Background
Seperti yang mungkin pembaca pernah baca sebelumnya, bahwa saya
adalah seorang wanita yang menyukai permainan BDSM dan berperan sebagai
Domina, seperti yang saya ungkapkan sebelumnya bahwa peristiwa
peristiwa yang saya ceritakan telah membuka wawasan baru dalam
kehidupan saya, bukan hanya melulu kehidupan sex, tetapi secara general
saya merasa telah berubah.
Saya juga mempelajari sebab sebab dari kesukaan saya akan fantasi
permainan sex yang mungkin untuk sebagian orang di sebut penyimpangan
sexual namun juga untuk sebagian orang permainan ini adalah suatu
variasi atau permainan yang mendebarkan dan mengasyikkan untuk
dinikmati.
Saya adalah seorang wanita, single dan telah 8 tahun bekerja di
sebuah perusahaan multi national yang terkenal, mungkin para pembaca
mengetahui sebagai pekerja apalagi di sebuah perusahaan yang besar,
karir kita tidak akan pernah mencapai posisi puncak, tentunya posisi
ini biasanya diisi oleh seorang Expat yang ditunjuk langsung oleh
headquarters yang bertempat di luar negeri.
Selama 8 tahun saya terus berambisi dan bekerja keras untuk
mendapatkan jabatan yang lebih tinggi lagi, dimana bukan hanya imbalan
materi dan fasilitas yang lebih baik, tetapi juga untuk mendapatkan
kekuasan yang lebih, hal kedua ini sifatnya lebih condong untuk
kepuasan batin.
Saya rasakan juga bahwa hal ini lumrah bagi manusia untuk
mendapatkan hal yang lebih dan kelebihan itu selalu berkisar di antara
hal hal tersebut, hanya setiap orang mempunyai hasrat dan ambisi yang
berbeda beda dan di tambah dengan faktor talenta, kemauan untuk kerja
keras dan faktor keuntungan tentunya tidak semua orang akan mendapatkan
level yang sama.
Di perusahaan di tempat saya bekerja, saya terkadang merasa
tertekan di mana atasan saya selalu menganggap saya sebagai budaknya
dan segala hasil kerja keras saya selalu di ambil creditnya untuk
atasannya lagi.

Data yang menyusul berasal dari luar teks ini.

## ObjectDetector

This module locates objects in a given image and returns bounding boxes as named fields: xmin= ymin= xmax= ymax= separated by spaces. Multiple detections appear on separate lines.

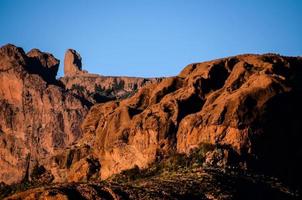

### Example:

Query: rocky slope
xmin=0 ymin=44 xmax=156 ymax=184
xmin=0 ymin=45 xmax=302 ymax=199
xmin=0 ymin=45 xmax=88 ymax=183
xmin=60 ymin=49 xmax=162 ymax=104
xmin=77 ymin=54 xmax=302 ymax=190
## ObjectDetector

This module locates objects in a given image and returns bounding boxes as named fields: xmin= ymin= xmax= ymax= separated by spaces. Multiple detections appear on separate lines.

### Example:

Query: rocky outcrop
xmin=0 ymin=45 xmax=88 ymax=184
xmin=60 ymin=49 xmax=162 ymax=101
xmin=64 ymin=49 xmax=82 ymax=76
xmin=81 ymin=54 xmax=302 ymax=188
xmin=27 ymin=49 xmax=60 ymax=82
xmin=60 ymin=73 xmax=162 ymax=104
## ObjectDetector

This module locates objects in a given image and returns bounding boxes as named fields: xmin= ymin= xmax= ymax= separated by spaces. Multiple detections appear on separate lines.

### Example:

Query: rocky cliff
xmin=81 ymin=54 xmax=302 ymax=188
xmin=0 ymin=45 xmax=88 ymax=183
xmin=0 ymin=44 xmax=156 ymax=184
xmin=0 ymin=45 xmax=302 ymax=199
xmin=60 ymin=49 xmax=162 ymax=104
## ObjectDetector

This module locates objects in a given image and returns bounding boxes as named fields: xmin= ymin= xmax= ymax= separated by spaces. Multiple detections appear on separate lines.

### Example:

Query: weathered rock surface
xmin=0 ymin=45 xmax=164 ymax=184
xmin=0 ymin=45 xmax=88 ymax=184
xmin=64 ymin=49 xmax=82 ymax=76
xmin=81 ymin=54 xmax=302 ymax=188
xmin=60 ymin=49 xmax=162 ymax=104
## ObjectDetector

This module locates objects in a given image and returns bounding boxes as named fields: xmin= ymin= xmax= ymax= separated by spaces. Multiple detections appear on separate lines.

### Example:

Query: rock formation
xmin=81 ymin=54 xmax=302 ymax=188
xmin=64 ymin=49 xmax=82 ymax=76
xmin=0 ymin=44 xmax=163 ymax=184
xmin=60 ymin=49 xmax=162 ymax=101
xmin=0 ymin=45 xmax=88 ymax=184
xmin=0 ymin=45 xmax=302 ymax=199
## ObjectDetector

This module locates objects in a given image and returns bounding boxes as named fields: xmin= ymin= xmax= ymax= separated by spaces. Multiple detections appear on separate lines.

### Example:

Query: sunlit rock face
xmin=64 ymin=49 xmax=82 ymax=76
xmin=0 ymin=44 xmax=88 ymax=183
xmin=81 ymin=54 xmax=302 ymax=186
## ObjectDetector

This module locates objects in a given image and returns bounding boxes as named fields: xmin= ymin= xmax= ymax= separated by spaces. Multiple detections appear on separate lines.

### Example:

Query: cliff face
xmin=60 ymin=49 xmax=162 ymax=101
xmin=81 ymin=54 xmax=302 ymax=184
xmin=0 ymin=45 xmax=163 ymax=184
xmin=0 ymin=45 xmax=302 ymax=197
xmin=0 ymin=45 xmax=88 ymax=183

Terkadang sebagai wanita kita juga sering di lecehkan
(tidak secara sexual dalam case saya) tetapi dalam arti batas kemampuan
kita, kelemahan dan lain sebagainya. Saya mengerti di dunia ini dan
sudah menjadi kenyataan ada kecenderungan pria dianggap sebagai manusia
yang lebih dalam segala hal sehingga segala sesuatunya akan lebih baik
bila pria yang mengerjakannya sehingga mendapatkan kedudukan yang lebih
tinggi.
Oleh karena hal tersebut di atas saya berkesimpulan bahwa sebab
sebab dari kesukaan saya untuk menjadi seorang Domina dalam fantasi
permainan sex ini mungkin berawal dari ketidak puasan saya dengan
kejadian kejadian dan situasi di tempat kerja saya tersebut. Permainan
fantasi sex ini seakan membalaskan dendam saya terhadap ketidak puasan
dan keadaan di tempat saya bekerja sehingga secara kejiwaan saya bisa
menjadi sangat menikmati dan puas bila dapat melihat seorang pria tidak
berdaya dan menurut atas kemauan saya apalagi ketidak berdayaannya itu
dilakukannya sendiri dengan sukarela dan senang hati.

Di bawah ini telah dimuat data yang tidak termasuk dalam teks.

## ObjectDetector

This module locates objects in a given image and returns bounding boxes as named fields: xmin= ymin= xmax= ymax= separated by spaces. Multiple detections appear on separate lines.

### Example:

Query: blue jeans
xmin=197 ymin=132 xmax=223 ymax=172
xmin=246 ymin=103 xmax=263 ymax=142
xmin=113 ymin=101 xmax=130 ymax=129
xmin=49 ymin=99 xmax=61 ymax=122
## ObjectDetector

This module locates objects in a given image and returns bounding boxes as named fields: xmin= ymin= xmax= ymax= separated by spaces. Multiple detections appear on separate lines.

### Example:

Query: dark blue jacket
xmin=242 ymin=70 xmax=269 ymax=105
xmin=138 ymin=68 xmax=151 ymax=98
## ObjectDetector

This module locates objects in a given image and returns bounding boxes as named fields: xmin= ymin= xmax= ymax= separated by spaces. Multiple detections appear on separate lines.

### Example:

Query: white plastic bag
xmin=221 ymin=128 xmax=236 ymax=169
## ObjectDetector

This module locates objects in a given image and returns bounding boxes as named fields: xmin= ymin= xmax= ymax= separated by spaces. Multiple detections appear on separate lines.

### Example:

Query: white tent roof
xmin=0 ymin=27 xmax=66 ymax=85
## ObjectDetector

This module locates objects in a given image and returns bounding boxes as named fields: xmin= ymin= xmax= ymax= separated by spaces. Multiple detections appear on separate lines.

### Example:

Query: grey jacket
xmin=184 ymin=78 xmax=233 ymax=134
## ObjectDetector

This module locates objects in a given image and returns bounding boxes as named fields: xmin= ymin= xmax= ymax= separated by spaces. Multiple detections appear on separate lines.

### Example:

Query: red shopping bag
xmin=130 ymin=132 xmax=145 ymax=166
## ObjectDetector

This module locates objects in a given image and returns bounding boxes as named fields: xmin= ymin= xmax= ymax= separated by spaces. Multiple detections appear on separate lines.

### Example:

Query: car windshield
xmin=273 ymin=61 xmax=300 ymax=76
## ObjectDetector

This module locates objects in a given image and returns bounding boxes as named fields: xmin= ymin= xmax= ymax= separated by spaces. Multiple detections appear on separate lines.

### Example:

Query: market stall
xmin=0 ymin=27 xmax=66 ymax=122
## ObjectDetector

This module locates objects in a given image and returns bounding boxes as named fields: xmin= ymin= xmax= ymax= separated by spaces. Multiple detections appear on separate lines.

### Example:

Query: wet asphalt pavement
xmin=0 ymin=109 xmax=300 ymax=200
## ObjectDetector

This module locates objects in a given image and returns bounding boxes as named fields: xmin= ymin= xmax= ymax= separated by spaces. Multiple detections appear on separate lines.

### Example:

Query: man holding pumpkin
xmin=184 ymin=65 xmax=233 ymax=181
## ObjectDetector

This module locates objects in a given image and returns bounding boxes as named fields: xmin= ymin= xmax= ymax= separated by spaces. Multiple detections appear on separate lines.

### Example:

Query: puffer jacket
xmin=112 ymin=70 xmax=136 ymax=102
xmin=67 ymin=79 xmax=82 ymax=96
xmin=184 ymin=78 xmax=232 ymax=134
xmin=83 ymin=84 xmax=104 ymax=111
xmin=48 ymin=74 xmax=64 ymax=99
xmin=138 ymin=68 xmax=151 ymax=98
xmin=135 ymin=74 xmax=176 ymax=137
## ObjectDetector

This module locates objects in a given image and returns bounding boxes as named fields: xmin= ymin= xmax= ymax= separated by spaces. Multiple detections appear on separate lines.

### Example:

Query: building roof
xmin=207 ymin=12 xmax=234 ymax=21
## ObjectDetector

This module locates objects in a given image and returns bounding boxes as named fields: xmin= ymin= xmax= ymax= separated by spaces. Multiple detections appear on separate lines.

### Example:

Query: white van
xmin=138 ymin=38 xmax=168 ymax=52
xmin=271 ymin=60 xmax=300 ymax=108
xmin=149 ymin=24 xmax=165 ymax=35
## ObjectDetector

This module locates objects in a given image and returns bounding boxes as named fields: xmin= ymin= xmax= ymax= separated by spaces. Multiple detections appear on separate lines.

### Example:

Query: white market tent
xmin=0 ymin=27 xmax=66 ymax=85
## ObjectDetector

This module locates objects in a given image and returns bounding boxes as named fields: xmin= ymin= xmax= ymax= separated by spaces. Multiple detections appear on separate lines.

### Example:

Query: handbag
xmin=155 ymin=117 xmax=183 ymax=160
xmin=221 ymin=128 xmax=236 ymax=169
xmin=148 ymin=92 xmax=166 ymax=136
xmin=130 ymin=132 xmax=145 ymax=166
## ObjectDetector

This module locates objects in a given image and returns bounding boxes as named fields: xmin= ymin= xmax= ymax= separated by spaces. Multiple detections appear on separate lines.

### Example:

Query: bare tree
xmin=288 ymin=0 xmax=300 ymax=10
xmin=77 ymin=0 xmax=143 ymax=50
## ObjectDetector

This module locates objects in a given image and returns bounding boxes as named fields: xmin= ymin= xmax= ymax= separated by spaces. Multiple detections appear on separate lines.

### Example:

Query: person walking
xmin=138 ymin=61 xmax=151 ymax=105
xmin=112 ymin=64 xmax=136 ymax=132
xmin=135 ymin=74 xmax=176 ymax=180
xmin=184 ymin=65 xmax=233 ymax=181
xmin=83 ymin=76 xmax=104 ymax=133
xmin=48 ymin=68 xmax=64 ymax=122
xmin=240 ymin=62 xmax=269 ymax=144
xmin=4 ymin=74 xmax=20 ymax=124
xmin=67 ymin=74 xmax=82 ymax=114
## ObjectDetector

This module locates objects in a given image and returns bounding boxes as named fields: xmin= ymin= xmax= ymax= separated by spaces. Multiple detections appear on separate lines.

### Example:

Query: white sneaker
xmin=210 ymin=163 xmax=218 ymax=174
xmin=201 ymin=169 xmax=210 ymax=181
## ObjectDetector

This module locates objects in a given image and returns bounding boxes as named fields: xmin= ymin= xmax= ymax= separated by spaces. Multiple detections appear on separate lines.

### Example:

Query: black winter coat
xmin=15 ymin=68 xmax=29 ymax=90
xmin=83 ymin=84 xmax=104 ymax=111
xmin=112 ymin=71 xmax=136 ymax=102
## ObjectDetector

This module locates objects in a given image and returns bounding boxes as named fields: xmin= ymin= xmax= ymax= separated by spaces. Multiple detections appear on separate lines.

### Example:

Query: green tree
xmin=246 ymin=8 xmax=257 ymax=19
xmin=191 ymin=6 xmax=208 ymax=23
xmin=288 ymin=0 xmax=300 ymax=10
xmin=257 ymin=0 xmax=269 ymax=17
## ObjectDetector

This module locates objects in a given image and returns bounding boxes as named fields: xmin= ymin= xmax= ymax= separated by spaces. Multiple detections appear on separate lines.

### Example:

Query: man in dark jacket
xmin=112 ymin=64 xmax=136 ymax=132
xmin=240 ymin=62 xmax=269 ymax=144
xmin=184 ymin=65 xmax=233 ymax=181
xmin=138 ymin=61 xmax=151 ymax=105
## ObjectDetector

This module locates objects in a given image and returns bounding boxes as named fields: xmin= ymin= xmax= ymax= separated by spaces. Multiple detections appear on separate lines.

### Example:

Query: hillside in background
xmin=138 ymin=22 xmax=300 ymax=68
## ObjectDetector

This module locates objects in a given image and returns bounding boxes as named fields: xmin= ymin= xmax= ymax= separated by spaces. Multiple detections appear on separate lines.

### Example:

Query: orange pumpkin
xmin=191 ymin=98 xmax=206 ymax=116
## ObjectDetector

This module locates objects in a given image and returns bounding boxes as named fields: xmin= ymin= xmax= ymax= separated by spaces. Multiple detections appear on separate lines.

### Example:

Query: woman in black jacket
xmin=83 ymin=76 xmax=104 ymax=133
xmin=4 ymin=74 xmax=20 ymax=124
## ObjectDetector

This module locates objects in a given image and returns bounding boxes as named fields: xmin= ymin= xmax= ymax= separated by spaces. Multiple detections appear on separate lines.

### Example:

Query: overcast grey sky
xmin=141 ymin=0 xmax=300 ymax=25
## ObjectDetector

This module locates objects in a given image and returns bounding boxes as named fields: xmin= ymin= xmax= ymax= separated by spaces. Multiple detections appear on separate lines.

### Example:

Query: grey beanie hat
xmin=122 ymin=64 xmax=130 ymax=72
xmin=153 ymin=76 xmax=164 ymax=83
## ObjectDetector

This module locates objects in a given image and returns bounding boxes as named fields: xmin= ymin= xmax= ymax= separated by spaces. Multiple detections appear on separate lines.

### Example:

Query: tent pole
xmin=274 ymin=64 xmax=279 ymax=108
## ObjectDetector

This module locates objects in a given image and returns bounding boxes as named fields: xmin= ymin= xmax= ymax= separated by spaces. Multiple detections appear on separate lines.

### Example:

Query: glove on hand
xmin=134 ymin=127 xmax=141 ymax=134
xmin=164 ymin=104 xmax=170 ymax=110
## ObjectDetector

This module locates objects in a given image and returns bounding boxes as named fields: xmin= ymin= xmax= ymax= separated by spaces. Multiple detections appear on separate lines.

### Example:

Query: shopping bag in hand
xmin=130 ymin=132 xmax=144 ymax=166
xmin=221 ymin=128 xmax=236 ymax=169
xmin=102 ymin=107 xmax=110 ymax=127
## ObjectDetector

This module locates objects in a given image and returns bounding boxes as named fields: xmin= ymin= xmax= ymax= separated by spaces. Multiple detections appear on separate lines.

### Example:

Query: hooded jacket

Pertanyaan pertanyaan dari para pembaca yang menanyakan akan sebab
dari kesukaan saya ini semoga bisa dengan jelas terjawab dalam
penjelasannya yang saya ungkapkan dengan sejujur jujurnya diatas.

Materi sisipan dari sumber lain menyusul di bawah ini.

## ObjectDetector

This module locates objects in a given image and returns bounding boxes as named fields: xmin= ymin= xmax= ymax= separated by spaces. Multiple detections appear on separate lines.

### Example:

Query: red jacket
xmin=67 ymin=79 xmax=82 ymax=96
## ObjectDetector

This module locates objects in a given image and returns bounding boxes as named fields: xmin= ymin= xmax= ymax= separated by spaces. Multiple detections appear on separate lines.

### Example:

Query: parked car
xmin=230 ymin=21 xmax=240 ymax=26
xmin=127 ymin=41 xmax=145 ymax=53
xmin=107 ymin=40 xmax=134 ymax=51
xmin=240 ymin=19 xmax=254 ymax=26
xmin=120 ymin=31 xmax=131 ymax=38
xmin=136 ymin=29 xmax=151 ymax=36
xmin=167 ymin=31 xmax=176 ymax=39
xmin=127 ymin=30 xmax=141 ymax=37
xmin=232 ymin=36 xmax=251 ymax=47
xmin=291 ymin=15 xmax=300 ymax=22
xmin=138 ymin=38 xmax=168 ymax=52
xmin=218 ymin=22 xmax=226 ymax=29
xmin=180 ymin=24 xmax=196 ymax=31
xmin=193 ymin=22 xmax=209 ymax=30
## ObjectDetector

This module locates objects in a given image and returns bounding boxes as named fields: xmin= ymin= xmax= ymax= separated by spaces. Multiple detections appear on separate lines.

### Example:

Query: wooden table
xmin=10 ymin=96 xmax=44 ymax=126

Mungkin cukup penjelasan saya mengenai back ground dari kesukaan
saya ini, kali ini saya ingin menceritakan pengalaman saya dengan
seorang pria yang kebetulan juga cocok dengan fantasi saya dan juga
cocok selera dengan saya dari segi fisik maupun sifatnya.
Seleksi dan Recruitment
Pertemuan saya dengan budak cowok saya yang baru ini berawal dari
email. Setelah pemuatan cerita saya yang berjudul "Pemijat Submissive",
banyak sekali cowok yang berkirim surat kepada saya untuk meminta
dijadikan budaknya. Namun dari sekian banyak email saya memilih
beberapa saja yang saya balas, tentunya dari balasan yang ada saya juga
menyeleksi ulang lagi cowok-cowok yang mendaftar untuk menjadi budak
saya.
Kriteria pemilihan saya terutama adalah orang yang intelegent, open
minded dan tentunya benar benar menghayati perannya sebagai seorang
budak. Kemudian saya juga memeriksa background orang tersebut dari segi
materi, kebersihan dan status perkawinan. Saya sengaja mencari orang
yang status sosialnya cukup tinggi, sudah kawin dan cukup mapan,
pertimbangan ini saya pilih untuk menghindari masalah privacy saya di
dunia luar, karena saya juga yakin seorang dengan kriteria yang tadi
juga ingin rahasia jati dirinya di jaga sehingga kami bisa saling
menjaga privacy.
Dari proses penyaringan tersebut akhirnya saya memilih satu
kandidat yang saya pikir cukup memadai, namanya Anwar. Dia adalah
seorang Chinese yang cukup mapan, berasal dari keluarga yang terhormat,
sudah kawin dan berusia 32 tahun. Setelah kurang lebih 1 bulan kami
saling mengenal diri melalui telepon dan email akhirnya saya merasa
sudah cukup comfortable untuk bertemu langsung dengan dia.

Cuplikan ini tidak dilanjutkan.